Xtr, Ytr = build_dataset(words[:n1])
Xdev, Ydev = build_dataset(words[n1:n2])
Xt, Yt = build_dataset(words[n2:])

torch.Size([182574, 3]) torch.Size([182574])
torch.Size([22816, 3]) torch.Size([22816])
torch.Size([22756, 3]) torch.Size([22756])


fixing the context window at 3 for now and calculating other hyperparams around it. 

In [28]:
# initialize network 

def init_network(g, hidden_neurons:int, embed_size:int):
    C = torch.randn((27,embed_size), generator=g)
    # hidden layer - 100 neurons
    W1 = torch.randn((3*embed_size,hidden_neurons), generator=g)
    b1 = torch.randn((hidden_neurons,), generator=g)
    # Output layer
    W2 = torch.randn((hidden_neurons,27), generator=g )
    b2 = torch.randn((27,), generator=g)

    return (C, W1, b1, W2, b2)

In [44]:
# To the function more precise, can include W,b as arguments as well
def loss_on_set(X, Y, C_emb, W1, b1, W2, b2):
    emb_fullset = C_emb[X] # 228146,3,2
    H = torch.tanh(emb_fullset.view(-1, C_emb.shape[1]*3) @ W1 + b1) # 228146,6 @ 6,100 => 228146, 100
    logits_fullset = H @ W2 + b2
    loss_on_set = F.cross_entropy(logits_fullset, target=Y)
    return loss_on_set

In [30]:
# initialize parameters: 
g = torch.Generator().manual_seed(378987987)

parameters = init_network(g, 200, 5)

for p in parameters:
    p.requires_grad = True

C, W1, b1, W2, b2 = parameters # global variables 

In [31]:
for p in parameters:
    print(p.shape)

torch.Size([27, 5])
torch.Size([15, 200])
torch.Size([200])
torch.Size([200, 27])
torch.Size([27])


In [32]:
lossi = []
step = []

In [36]:
# training process: 
# function - arguments : iters, batch size, learning rate
# returns loss 

def train (iters, batch_size, alpha):
    """"
    arguments : iters, batch size, learning rate
    returns loss

    Call this function everytime you wish to train your neural net!
    """
    for iter in range(iters): 
        # 1000 mini batches of size 32 each 
        ix = torch.randint(0, Xtr.shape[0], (batch_size,)) # assuming each batch has 32 data points 
        # Forward pass: 
        emb = C[Xtr[ix]]
        H = torch.tanh(emb.view(emb.shape[0], -1) @ W1 + b1) # H dimension = (batch_size,neurons)
        logits = H @ W2 + b2
        loss = F.cross_entropy(logits, target=Ytr[ix])
        # Back pass
        for p in parameters:
            p.grad = None
        loss.backward()
        # update
        lr = alpha
        with torch.no_grad():
            for p in parameters:
                p.data -= lr * p.grad 

        # track stats
        step.append(iter)
        lossi.append(loss.item())


In [37]:
train(iters = 10000,batch_size = 64, alpha = 0.1 )

In [None]:
print(lossi[-10:]) # loss on batch logged. 

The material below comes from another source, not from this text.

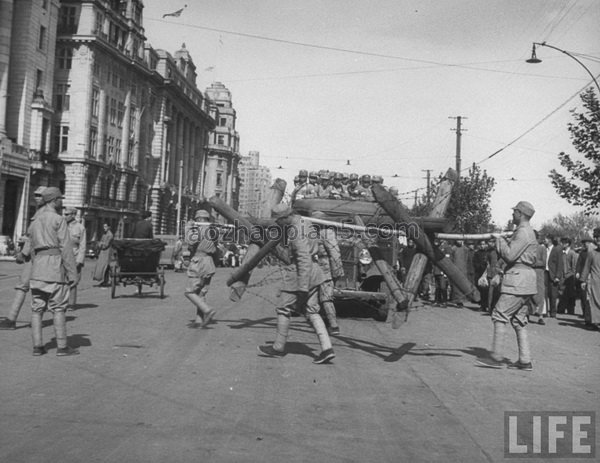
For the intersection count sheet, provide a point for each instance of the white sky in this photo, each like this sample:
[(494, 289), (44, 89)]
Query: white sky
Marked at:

[2.524190902709961, 2.036754608154297, 2.6068787574768066, 2.5831031799316406, 2.719836950302124, 2.141599178314209, 2.457942485809326, 2.1791064739227295, 2.468146324157715, 2.4783520698547363]


In [45]:
print(loss_on_set(Xtr, Ytr, C, W1, b1, W2, b2))
print(loss_on_set(Xdev, Ydev, C, W1, b1, W2, b2))

tensor(2.4377, grad_fn=<NllLossBackward0>)
tensor(2.4476, grad_fn=<NllLossBackward0>)


OK now the code look much more generalizable and tractable!